Nicht nur auf und hinter der Bühne wird an der laufenden Vorstellung gearbeitet, … nein …, auch direkt über den Köpfen der Zuschauer. Hier befindet sich die „Steuerkonsole“ von Beleuchtung und Ton. Von hieraus werden dank neuster Technik die verschiedenen Lichtwechsel per Computer über ein Beleuchtungspult per Knopfdruck verändert, Soundeffekte eingespielt, aber auch das Einblenden von Untertitel über den Köpfen des Publikums gesteuert.
Die Zeit verging wie im Flug, und die Führung war schneller vorbei, als uns lieb war. Nun ging es in den Zuschauerraum, wo wir die Vorstellung voll und ganz auf uns wirken ließen: Mit all ihren Effekten, der Kulisse und ihren Akteuren, die vielen helfenden Hände, die diese Vorstellung überhaupt erst möglich machten. Um 19.30 begann die Vorstellung in italienischer Sprache, die zwar inhaltlich etwas schwer zu verstehen, doch insgesamt sehr schön war. Während der Vorstellung wurden deutsche Untertitel eingeblendet, die uns allen sehr geholfen haben. Konstantin Zacher, ein Kursmitglied, spielte übrigens bei der Aufführung in kleinen Rollen mit. Zwischendurch gab es eine noch eine Pause von 15 Minuten, während der man zum Beispiel im Theater- Restaurant etwas essen bzw. trinken und sich mit den anderen unterhalten konnte. Um 22.30 Uhr endete die Vorstellung – etwas erschöpft fuhren wir nach Hause. Insgesamt war es ein sehr schöner und erinnerungswürdiger Abend, der gerne wiederholt werden kann.

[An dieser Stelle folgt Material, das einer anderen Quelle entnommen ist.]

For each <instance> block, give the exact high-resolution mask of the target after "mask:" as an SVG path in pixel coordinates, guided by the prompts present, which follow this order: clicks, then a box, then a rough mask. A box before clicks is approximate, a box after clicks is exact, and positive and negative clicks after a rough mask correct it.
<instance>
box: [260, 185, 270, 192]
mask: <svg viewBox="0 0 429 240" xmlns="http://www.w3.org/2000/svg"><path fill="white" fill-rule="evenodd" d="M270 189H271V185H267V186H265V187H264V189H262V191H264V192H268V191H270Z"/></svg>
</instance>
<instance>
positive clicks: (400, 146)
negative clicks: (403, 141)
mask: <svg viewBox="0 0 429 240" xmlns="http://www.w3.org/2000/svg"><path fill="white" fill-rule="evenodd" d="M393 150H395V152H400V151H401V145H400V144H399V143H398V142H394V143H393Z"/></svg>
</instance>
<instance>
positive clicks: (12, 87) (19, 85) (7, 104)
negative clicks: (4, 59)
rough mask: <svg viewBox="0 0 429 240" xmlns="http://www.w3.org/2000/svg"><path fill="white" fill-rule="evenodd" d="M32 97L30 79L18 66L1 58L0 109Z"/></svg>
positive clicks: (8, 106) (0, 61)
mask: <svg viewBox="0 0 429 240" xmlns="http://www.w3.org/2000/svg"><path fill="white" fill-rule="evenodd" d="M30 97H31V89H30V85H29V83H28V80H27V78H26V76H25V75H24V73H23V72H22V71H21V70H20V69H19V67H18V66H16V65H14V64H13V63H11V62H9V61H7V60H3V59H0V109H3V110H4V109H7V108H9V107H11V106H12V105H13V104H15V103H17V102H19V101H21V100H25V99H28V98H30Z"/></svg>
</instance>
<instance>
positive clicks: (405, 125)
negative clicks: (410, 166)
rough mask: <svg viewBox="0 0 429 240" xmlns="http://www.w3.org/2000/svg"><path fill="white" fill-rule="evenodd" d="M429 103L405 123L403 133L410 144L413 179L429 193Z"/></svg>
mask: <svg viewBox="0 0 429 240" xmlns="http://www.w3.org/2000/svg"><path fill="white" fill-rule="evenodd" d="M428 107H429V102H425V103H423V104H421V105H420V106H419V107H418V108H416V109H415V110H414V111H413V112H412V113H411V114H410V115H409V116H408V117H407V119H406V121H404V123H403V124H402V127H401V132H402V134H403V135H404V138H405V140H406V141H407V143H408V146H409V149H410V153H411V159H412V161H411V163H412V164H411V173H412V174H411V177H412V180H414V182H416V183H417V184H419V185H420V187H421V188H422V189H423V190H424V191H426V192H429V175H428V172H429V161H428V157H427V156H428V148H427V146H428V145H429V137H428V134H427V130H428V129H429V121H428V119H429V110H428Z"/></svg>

Abschließen möchte ich gerne sagen, dass das Theater die volle finanzielle Unterstützung seitens der Stadt verdient hat. Wir haben gesehen, mit welchem Interesse, Engagement und nötigen Humor die vielen Beschäftigten, verschiedenster Bereiche, am Theater ihren Beruf betreiben. Solch eine Kulturhochburg kann und darf nicht einfach der derzeitigen Finanzkrise zum Opfer fallen.